1. Adults and children over 6 months old (bodyweight>5 kg)

2. Body weight ≥5 kg and <100 kg (or above, upon justification of the investigator);

3. Biologically confirmed symptomatic Monoinfection by Plasmodium vivax, with parasite
density between 100 and 100,000;

4. Efficient activity of the enzyme Glucose-6-Phosphate Dehydrogenase (G6PD);

5. Conditions for oral treatment;

6. Plans known to remain in the area of the research center during the follow-up period
(180 days);

7. Hemoglobin concentration (Hb) at baseline> 7g / dL.

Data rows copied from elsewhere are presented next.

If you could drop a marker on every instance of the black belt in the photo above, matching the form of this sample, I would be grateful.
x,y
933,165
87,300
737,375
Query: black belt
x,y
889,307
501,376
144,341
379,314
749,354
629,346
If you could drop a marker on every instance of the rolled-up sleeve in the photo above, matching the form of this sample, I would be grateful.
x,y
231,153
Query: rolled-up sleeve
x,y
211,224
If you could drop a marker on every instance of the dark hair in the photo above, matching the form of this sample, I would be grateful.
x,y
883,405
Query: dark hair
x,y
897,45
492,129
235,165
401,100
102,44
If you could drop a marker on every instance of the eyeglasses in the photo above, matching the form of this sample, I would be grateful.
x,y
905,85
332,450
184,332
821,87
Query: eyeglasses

8. Women with reproductive potential (defined as women who are not in postmenopausal dust
for at least 24 consecutive months, ie without menstruation within 24 months of
admission to the study, and women who have not undergone surgical sterilization,
specifically hysterectomy or bilateral oophorectomy) must have a negative pregnancy
test or urine test within 48 hours prior to admission to the study; NOTE: The history
reported by the participant is considered acceptable documentation of hysterectomy,
bilateral oophorectomy, and menopause. Women are considered menopausal if they have
not had a menstrual period for at least 12 months and have had a follicle-stimulating
hormone (FSH) greater than 40 IU/L; if the FSH test not available, they must be in
amenorrhea for 24 or more consecutive months. For women of child-bearing age,
provision is made for using contraceptives as described in research product and
primaquine information. Contraceptives should preferably be used at least two weeks
prior to the start of study drug and continued for least one week after the
discontinuation of any drug from the study. In case the patient reports that she has
not used any contraceptive method in the two weeks prior to inclusion, she may be
included if the doctor discards the possibility of pregnancy;

9. If the patient engage in sexual activity that could lead to pregnancy, women should
use a form of contraception. At least one of the following methods should be used
properly:

Condoms (male or female) with or without spermicidal agent; Diaphragm or cervical cap with
spermicide Intrauterine device (IUD) Hormonal contraceptive Ligation Tubal microimplants i.
Women with no reproductive potential, as defined above, are without the use of
contraceptives.

j. Ability and willingness of the participant or legal guardian to provide free and
informed consent in writing. Children who are able to understand the goals and risks of the
study will sign a consent form.

2. Non-inclusion criteria:

a. Participate in another ongoing clinical trial; b. Signs of severe malaria such as:
recent history of seizures (1-2 within 24 hours), unconscious state, lethargy, inability to
drink or breastfeed, constant vomiting, inability to get up / sit due to weakness; c. Known
hypersensitivity to any of the experimental medicinal products or to any of the excipients
d. Evidence or report of ingestion of antimalarial treatment in the 60 days prior to
inclusion; e. Concomitant or underlying serious illness, such as porphyria or psoriasis or
known disturbances of electrolyte balance, such as hypokalemia or hypomagnesemia; f. Liver
function test with ALT> 3x the reference value, which, according to the researcher's
assessment, endangers the safety of the participant;

3. Exclusion criteria:

1. Withdrawal of consent;

2. The researcher's opinion, based on the risk and benefit assessment of the study;

3. Detection of mixed infection by malaria;

4. Women who become pregnant by the 63rd day of follow-up;

5. Women of childbearing age who give up using effective contraception during the first
63 days of follow-up study;

6. Discontinuation of blood schizonticidal treatment for any reason.